La semaine annuelle du raid des Neuf Muses a été inaugurée ce matin même. Pour l'occasion, les cours sont annulés et toute la vie lycéenne est orienté vers le sport, le travail d'équipe et surtout « le dépassement de soi-même » pour reprendre les termes de M.Hartmann lors de son discours d'ouverture. Dans sa bouche, ses mots ont une connotation menaçante, je trouve. Les conversations ne tournent qu'autour des épreuves, des trinômes qui font sensations et de la soirée organisée pour clôturer cette semaine de compétitions.

Et ce matin, me voilà dès le réveil ou presque, contrainte à disputer une course de relai sur parcours du combattant comme première épreuve. Comme me l'a expliqué Valentin, elle sert à établir dès le début un classement et éliminer les « équipes vouées à perdre ». Cela ne m'étonne pas vraiment, l'Ecole n'accepte que difficilement la médiocrité...

Tendue comme un piquet, je fais rouler mes épaules pour éliminer la tension. Presque au même moment, Valentin frappe dans ma main. Il m'accompagne sur quelques pas avant de s'arrêter alors que j'accélère brutalement jusqu'à trouver ma foulée. Je m'oblige à une respiration sereine pour ne pas me retrouver freiner par un point de côté. J'allonge le pas pour adopter un rythme soutenu que je pourrais tenir tout le long. Très vite, j'atteins le premier obstacle. Sans me laisser le temps d'hésiter, je me jette au sol avant de me mettre à ramper sous le cordage qui me prive de me redresser. Un léger tiraillement sur mes paumes m'indique que je me suis écorchée dans ma chute mais je n'y prête pas attention. Je me redresse aussitôt la fin du cordage et reprends ma course. Mon souffle est devenu haché. A bon rythme, je m'avance jusqu'au prochain atelier que je franchis sans difficulté aucune, alternant un pied dans chaque pneu.
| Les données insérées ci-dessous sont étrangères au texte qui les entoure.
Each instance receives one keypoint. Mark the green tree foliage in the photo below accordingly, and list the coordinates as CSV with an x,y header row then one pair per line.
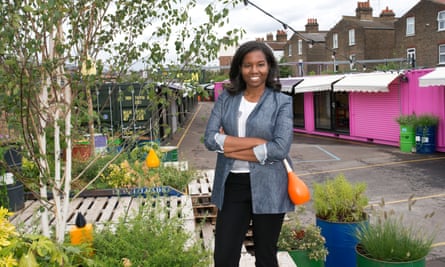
x,y
52,52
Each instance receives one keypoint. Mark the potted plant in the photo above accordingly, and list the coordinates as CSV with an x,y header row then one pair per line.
x,y
339,209
389,240
304,243
11,189
407,132
426,126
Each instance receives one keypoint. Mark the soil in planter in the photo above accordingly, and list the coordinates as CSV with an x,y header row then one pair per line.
x,y
301,259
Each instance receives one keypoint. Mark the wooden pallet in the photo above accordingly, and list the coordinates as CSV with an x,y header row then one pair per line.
x,y
200,190
101,210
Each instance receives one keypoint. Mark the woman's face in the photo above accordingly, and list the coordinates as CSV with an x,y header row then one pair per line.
x,y
254,69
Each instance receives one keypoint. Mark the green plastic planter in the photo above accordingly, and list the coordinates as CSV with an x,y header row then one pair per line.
x,y
301,259
407,138
364,261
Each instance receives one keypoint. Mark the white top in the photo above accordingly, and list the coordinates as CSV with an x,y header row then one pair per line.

Grâce à mon grand-père qui prenait soin de me garder en forme, j'ai acquis une certaine endurance et une musculature relativement développée. Il m'obligeait à plusieurs séances physiques par semaine, tantôt il me faisait courir des heures sur un tapis de course, tantôt il me demandait de nager des kilomètres dans l'eau glacée, tantôt il me contraignait à tendre la voile détachée lorsque la force du vent était conséquente... Aujourd'hui, je me dis que cet entraînement n'était peut-être pas tout à fait innocent. Peut-être connaissait-il les Neuf Muses et avait-il conscience de la menace qui planait, ce qui l'aurait amené à m'obliger à travailler jour après jour ma force physique ?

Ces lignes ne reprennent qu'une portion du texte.